Generating a flat mesh that shares vertices using compute shaders - unity3d

I have what seemed to be a simple problem that has now resulted in noise complaints from the neighbours over my screams of frustration.
TL;DR
Procedural meshes are normally make using strips of quads. I'm instead trying to make a mesh as one piece, reusing edge vertices, instead of lining up the quad strips as if it was one mesh.
I'm testing something so maybe this is a wierd way to do it, but it should work.
Shader 1:
RWStructuredBuffer<float3> vertexBuffer;
uniform uint yColumnHeight;
[numthreads(8,8,1)]
void calcVerts (uint3 id : SV_DispatchThreadID)
{
//convert x and y to 1 dimensional counter
int idx = (id.y + (yColumnHeight * id.x));
//create a flat array of vertices
float3 vA = float3(id.x, 1, id.y);
vertexBuffer[idx] = vA;
}
Shader 2:
RWStructuredBuffer<float3> vertexBuffer;
RWStructuredBuffer<float3> triangleBuffer;
uniform uint yColumnHeight;
[numthreads(8,8,1)]
void createMeshFromVerts (uint3 id : SV_DispatchThreadID)
{
int idx = (id.y + (yColumnHeight * id.x));
if (id.x > 0 && id.y > 0){
//convert idx to index for tri/quad vertices, skipping first row and column
int subtractFirstYColumn = idx - yColumnHeight;
int subtractFirstXRow = id.y - 1;
int trID = (subtractFirstYColumn - subtractFirstXRow) * 6;
//find the vertices of the quad using verts from first row and column
int tri_a = idx - yColumnHeight - 1;
int tri_b = idx - 1;
int tri_c = idx;
int tri_d = idx - yColumnHeight;
triangleBuffer[trID] = vertexBuffer[tri_a];
triangleBuffer[trID + 1] = vertexBuffer[tri_b];
triangleBuffer[trID + 2] = vertexBuffer[tri_c];
triangleBuffer[trID + 3] = vertexBuffer[tri_d];
triangleBuffer[trID + 4] = vertexBuffer[tri_a];
triangleBuffer[trID + 5] = vertexBuffer[tri_c];
}
}
The second shader may initially seem obtuse, but it's quite simple.

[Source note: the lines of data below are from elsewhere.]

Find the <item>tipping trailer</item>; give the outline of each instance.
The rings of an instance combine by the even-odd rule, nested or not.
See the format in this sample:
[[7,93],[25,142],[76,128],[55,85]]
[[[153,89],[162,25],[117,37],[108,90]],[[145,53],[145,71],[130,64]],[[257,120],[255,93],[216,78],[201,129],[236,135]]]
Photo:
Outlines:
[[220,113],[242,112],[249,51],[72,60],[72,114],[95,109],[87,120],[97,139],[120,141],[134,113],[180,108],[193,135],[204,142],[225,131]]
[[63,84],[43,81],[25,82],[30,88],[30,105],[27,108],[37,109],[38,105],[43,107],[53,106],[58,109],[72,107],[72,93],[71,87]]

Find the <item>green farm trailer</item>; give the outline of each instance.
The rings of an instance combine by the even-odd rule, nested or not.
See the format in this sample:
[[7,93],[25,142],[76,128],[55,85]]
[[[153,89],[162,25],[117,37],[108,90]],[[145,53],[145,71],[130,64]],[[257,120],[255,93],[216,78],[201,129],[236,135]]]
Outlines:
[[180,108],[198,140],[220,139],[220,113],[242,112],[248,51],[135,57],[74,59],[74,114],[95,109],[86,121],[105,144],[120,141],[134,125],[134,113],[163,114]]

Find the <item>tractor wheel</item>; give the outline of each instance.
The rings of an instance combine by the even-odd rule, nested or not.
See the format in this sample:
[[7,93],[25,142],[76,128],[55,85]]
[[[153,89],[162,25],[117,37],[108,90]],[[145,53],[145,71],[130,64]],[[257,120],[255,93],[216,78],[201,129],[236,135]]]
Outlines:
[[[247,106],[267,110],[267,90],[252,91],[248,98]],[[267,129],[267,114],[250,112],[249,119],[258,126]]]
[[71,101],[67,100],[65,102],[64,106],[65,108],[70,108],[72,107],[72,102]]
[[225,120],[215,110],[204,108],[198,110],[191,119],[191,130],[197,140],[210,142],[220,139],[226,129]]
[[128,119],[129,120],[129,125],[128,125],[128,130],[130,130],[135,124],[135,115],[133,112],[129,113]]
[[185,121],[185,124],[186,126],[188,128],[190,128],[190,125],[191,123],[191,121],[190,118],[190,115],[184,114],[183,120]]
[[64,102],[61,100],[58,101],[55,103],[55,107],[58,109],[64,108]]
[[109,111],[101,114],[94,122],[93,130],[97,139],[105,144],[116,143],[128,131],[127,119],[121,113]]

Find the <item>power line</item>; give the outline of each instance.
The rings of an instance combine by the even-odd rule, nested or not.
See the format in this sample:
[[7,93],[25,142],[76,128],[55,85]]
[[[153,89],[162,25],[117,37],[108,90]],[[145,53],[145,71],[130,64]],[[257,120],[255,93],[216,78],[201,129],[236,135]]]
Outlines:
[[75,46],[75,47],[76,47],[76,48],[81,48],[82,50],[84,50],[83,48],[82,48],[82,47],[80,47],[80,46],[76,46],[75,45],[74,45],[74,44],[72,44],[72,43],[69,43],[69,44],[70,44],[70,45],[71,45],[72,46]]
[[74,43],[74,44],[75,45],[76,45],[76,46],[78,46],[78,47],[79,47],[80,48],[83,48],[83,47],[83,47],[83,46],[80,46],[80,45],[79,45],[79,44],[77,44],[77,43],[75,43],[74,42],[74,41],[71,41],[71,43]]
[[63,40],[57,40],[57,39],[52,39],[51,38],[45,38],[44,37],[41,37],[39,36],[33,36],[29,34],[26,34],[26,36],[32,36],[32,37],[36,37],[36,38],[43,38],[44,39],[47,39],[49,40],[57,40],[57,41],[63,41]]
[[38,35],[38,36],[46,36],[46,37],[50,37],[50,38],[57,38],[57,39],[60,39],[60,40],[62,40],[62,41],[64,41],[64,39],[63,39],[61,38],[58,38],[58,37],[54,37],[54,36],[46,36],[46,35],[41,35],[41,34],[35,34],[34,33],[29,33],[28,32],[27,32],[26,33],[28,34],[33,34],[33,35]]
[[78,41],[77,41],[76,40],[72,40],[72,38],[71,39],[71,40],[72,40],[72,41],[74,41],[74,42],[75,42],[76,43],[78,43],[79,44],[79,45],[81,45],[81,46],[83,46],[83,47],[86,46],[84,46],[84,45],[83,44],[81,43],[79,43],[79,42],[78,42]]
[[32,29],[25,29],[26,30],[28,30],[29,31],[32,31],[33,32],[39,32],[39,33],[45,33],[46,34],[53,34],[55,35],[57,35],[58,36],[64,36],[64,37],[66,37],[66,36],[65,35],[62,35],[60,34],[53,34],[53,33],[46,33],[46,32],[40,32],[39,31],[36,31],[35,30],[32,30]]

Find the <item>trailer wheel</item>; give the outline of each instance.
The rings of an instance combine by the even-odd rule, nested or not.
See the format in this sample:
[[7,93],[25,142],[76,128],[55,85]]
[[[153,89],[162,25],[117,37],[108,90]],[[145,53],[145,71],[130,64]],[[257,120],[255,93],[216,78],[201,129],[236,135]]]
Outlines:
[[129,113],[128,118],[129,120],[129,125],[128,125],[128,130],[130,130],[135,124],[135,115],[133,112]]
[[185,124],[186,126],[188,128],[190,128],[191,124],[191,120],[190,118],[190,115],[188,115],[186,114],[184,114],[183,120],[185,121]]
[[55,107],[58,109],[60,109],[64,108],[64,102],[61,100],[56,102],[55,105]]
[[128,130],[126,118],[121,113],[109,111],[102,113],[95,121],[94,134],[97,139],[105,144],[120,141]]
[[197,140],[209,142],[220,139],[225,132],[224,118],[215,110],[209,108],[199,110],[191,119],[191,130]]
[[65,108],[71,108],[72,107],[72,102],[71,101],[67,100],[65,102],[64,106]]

I'm getting an array of verts:
. . . .
. . . .
. . . .
. . . .
In the above, that's a 3x3 grid of quads, made of 4x4 verts.
I start by getting the vert 1 across and 1 down, and making a quad with the top left corner verts.
Each quad starts with vert _ and uses preceeding verts . like this:
. .
. _
And tied together in the main C#:
//buffers for vertices and map of vertices to make triangles
vertexBuffer = new ComputeBuffer(triVertCount, stride, ComputeBufferType.Default);
triangleBuffer = new ComputeBuffer(tris, stride, ComputeBufferType.Default);
//create initial vertices grid
calcVerts.SetBuffer(verts, "vertexBuffer", vertexBuffer);
calcVerts.Dispatch(verts, Mathf.Max(1, (widthInVertices) / (int)threadsx), Mathf.Max(1, (heightInVertices) / (int)threadsy), (int)z);
//use vertices grid to make mesh
createMeshFromVerts.SetBuffer(meshFromVerts, "vertexBuffer", vertexBuffer);
createMeshFromVerts.SetBuffer(meshFromVerts, "triangleBuffer", triangleBuffer);
createMeshFromVerts.Dispatch(meshFromVerts, Mathf.Max(1, (widthInVertices) / (int)threadsx), Mathf.Max(1, (heightInVertices) / (int)threadsy), (int)z);
I skipped the code for normals, and where I pass to material to render. When this runs I get scrambled triangles. Can you see where I messed up?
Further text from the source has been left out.